En este sentido, algunas organizaciones tradicionalmente definidas como privadas, los bancos comerciales, por ejemplo, al no estar obligados a asumir el escenario de su propia desaparición, porque saben que serán rescatados ante cualquier eventualidad, son establecimientos fundamentalmente socializados, al margen del libre mercado.
La sabiduría incomprendida de la competencia
Otro elemento de humildad proviene de la competencia activa y constante. El empresario, además de limitarse a planificar su participación en un sector económico particular y encarar la pesada y siempre presente posibilidad de quiebra, debe lidiar con un número indeterminado de potenciales competidores, así como las innovaciones e ideas que pueden quitarle legítimamente cuotas de mercado, alterar toda su estructura productiva y acercarlo a la bancarrota.
Si no enfrenta tales contingencias, estará demasiado cómodo y se parecerá mucho más a un burócrata que a un emprendedor.
Planificación y soberbia
La planificación privada es prácticamente imperativa; sin embargo, todo el sentido de la misma surge de que se restringe a cierta área, admite su falibilidad y paga directamente por sus tropiezos.
De allí que, por un tema de proporciones, de nuestra capacidad cognitiva y de la complejidad propia de ciertos fenómenos, la planificación de la totalidad de la sociedad sigue siendo una pretensión delirante.
Esta moderación, propia del mundo del intercambio, es un parámetro útil de contrastar con la prepotencia típica del burócrata, quien se supone capaz de entender todos los detalles de una sociedad y, gracias a eso, pretende controlar tanto cuanto sea necesario para conseguir un equilibrio por todos desconocido; eso sí, sin tener que costear el precio de sus errores, pues de eso se encarga “la colectividad”. Hablamos de un dilema de economía política muchas veces denunciado y expuesto, pero sistemáticamente pasado por alto.

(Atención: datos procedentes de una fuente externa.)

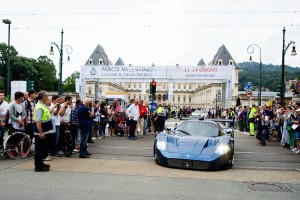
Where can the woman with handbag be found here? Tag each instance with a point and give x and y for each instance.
(103, 119)
(112, 119)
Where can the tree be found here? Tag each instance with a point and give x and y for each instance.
(46, 74)
(238, 102)
(295, 92)
(69, 83)
(42, 70)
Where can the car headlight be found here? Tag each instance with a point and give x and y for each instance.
(161, 145)
(222, 149)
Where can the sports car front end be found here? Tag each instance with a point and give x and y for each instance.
(193, 152)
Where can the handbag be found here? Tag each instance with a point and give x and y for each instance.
(250, 120)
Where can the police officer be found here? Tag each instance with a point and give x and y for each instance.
(42, 128)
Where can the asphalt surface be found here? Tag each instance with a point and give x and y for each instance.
(123, 169)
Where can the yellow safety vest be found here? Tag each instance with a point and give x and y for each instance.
(252, 112)
(46, 113)
(160, 110)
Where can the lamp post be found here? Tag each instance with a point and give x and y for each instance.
(60, 49)
(250, 50)
(7, 21)
(293, 53)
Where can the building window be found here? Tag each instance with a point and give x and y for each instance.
(90, 61)
(220, 62)
(100, 61)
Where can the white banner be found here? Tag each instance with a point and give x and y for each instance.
(143, 85)
(156, 72)
(170, 89)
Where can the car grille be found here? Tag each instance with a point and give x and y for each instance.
(192, 164)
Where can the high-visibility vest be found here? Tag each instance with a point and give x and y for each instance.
(160, 111)
(46, 113)
(252, 112)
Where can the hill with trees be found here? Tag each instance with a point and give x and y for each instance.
(271, 75)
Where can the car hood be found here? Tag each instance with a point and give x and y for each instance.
(190, 145)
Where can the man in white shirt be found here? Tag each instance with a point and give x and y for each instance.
(133, 114)
(55, 105)
(65, 116)
(3, 111)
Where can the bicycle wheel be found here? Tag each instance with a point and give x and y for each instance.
(273, 136)
(68, 144)
(17, 145)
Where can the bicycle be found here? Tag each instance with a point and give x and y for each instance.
(69, 147)
(273, 135)
(16, 146)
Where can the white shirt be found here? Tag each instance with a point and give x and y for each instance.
(97, 114)
(133, 111)
(66, 117)
(3, 109)
(56, 118)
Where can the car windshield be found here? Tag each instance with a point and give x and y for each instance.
(199, 129)
(198, 112)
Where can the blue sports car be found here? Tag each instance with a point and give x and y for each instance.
(197, 144)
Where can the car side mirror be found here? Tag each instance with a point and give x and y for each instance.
(170, 130)
(229, 131)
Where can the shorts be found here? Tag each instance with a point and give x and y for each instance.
(297, 135)
(111, 124)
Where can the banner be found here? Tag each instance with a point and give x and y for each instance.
(156, 72)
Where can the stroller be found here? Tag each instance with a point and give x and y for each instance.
(121, 129)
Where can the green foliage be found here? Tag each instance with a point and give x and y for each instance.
(238, 101)
(69, 83)
(271, 75)
(42, 70)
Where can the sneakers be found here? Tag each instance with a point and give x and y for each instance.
(75, 151)
(294, 149)
(41, 169)
(11, 154)
(48, 158)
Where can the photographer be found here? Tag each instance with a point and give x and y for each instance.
(264, 122)
(65, 115)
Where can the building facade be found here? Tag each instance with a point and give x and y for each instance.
(198, 95)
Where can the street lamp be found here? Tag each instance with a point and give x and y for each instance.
(7, 21)
(69, 50)
(250, 50)
(293, 53)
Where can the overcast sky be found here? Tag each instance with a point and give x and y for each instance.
(163, 32)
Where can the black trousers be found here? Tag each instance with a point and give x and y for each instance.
(132, 127)
(42, 147)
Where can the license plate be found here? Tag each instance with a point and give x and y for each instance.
(187, 163)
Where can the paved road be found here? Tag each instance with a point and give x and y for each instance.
(123, 169)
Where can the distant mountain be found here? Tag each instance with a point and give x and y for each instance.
(271, 75)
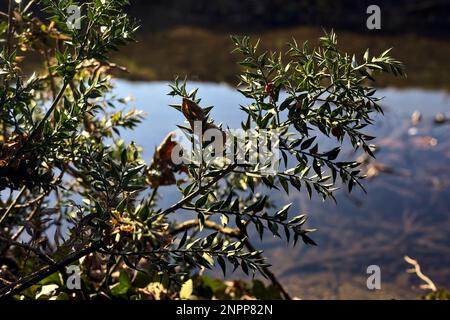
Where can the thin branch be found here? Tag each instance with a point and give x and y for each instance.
(208, 224)
(25, 246)
(191, 196)
(235, 233)
(417, 270)
(28, 281)
(12, 205)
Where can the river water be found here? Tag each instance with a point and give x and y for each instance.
(405, 212)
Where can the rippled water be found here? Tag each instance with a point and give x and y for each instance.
(406, 210)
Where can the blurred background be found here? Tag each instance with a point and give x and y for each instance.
(407, 208)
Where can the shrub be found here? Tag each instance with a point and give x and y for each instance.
(74, 194)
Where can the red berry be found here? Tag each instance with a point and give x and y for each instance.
(268, 87)
(337, 132)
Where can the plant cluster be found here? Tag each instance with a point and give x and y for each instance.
(73, 193)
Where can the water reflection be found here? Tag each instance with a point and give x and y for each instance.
(406, 210)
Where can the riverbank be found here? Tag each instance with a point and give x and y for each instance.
(204, 55)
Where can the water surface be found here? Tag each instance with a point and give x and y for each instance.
(406, 210)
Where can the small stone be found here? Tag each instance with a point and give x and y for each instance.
(440, 118)
(415, 118)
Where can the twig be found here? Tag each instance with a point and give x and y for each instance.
(208, 224)
(236, 234)
(41, 124)
(12, 205)
(191, 196)
(429, 284)
(28, 281)
(25, 246)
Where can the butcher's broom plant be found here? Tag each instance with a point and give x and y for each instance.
(81, 214)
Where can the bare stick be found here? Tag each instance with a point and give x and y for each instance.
(429, 284)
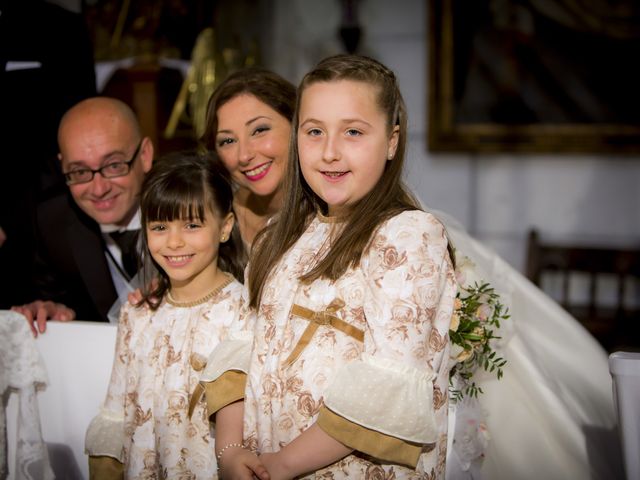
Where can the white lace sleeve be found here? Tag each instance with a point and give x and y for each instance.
(105, 435)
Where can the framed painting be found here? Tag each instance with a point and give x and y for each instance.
(534, 76)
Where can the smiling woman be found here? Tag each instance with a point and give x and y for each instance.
(248, 125)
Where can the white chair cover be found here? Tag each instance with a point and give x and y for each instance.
(625, 370)
(22, 371)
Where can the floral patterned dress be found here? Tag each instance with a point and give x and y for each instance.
(366, 356)
(144, 422)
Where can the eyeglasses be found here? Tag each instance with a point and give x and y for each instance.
(111, 170)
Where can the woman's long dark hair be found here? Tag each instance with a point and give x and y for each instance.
(184, 185)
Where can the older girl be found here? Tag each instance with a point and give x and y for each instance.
(353, 289)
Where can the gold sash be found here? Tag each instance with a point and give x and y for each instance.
(325, 317)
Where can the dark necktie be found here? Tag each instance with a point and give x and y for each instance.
(127, 241)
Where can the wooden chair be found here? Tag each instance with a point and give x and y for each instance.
(608, 305)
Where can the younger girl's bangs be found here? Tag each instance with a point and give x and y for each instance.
(175, 200)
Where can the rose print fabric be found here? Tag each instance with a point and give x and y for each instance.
(159, 356)
(393, 383)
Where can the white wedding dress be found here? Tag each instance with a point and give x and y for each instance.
(552, 415)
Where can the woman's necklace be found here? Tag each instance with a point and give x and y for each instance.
(208, 296)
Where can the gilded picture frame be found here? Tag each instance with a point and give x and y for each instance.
(507, 77)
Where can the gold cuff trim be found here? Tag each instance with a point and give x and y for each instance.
(224, 390)
(105, 468)
(378, 445)
(325, 317)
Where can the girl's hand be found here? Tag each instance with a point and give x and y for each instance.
(135, 297)
(274, 465)
(241, 464)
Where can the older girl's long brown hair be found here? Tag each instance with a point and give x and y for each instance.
(388, 197)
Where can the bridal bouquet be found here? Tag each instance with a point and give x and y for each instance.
(478, 312)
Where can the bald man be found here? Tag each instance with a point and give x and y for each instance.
(80, 270)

La agenda socialista adolescente, que se mantiene activa y atrayendo voluntades en la actualidad, prefiere fantasear la humildad en el político que accede a una posición de poder, especialmente si habla su propio idioma; mientras condena, en automático e irreflexivamente, al empresario exitoso por sucumbir, supuestamente, a la inaceptable ambición. Por esta vía se estimula la clase social más peligrosa (después de la francamente criminal), que es la política, y se condena la natural búsqueda de bienestar personal.